Since I shaved my body it's been so liberating. I never realized how much I hated my body hair. But there have been concerns about my new appearance. I work construction and don't like being uncomfortable so I knew I wouldn't be wearing long sleeves to work. I showed up at work Monday with short sleeves and have yet to get any comments or strange looks. Then there's swimming. Since that's my sole workout I knew I would have to appear at the pool with an obviously shaven body. Yesterday was workout day (I missed Monday because I was still recovering ). But I figured I had to do this so I just went. Once in my swimsuit I went to the outside pool where the place was packed. I set my towel down in a chair and dove in. WOW! I was like greased lightning! I had never swam so many laps so fast. Now I know why competing swimmers shave. And for me it serves two purposes. Another hurdle overcome.
Little by little I am finding the courage to overcome the fears that have kept me prisoner for so long. My relationship with my family is improving. My attitude is up and I see better things on the horizon.
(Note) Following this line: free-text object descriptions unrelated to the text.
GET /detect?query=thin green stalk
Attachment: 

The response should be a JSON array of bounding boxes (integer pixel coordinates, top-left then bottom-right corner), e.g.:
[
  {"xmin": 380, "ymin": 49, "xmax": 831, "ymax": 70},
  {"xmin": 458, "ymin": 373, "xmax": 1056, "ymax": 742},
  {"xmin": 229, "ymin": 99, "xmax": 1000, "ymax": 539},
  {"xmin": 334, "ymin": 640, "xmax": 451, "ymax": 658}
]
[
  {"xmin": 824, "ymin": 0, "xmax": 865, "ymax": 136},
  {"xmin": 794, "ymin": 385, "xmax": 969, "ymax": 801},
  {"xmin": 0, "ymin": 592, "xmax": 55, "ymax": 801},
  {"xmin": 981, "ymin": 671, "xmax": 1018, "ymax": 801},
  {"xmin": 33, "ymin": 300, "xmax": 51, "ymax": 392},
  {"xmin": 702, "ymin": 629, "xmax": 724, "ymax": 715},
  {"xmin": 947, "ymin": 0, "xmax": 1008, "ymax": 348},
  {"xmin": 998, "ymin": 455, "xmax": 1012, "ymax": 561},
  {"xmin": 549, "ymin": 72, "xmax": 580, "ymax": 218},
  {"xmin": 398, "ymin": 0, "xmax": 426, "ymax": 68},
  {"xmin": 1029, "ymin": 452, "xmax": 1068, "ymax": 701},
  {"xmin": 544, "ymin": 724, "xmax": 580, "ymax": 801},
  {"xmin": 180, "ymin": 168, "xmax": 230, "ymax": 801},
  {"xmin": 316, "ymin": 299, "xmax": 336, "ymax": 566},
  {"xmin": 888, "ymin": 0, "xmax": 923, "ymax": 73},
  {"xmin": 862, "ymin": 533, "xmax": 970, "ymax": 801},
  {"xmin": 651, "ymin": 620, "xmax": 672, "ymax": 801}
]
I know I will never allow myself to have body hair again. It was one of my jailers.
The past weekend has freed me from so many things that were bringing me down. Before I really didn't have much love for life. Now I'm just brimming with it. I am looking for ways to help educate the masses about what we are really all about. I want to be part of the solution, not part of the problem.
Thank you all for helping me get where I am today. I'll stilll need you now and always. We are sisters from a very special family.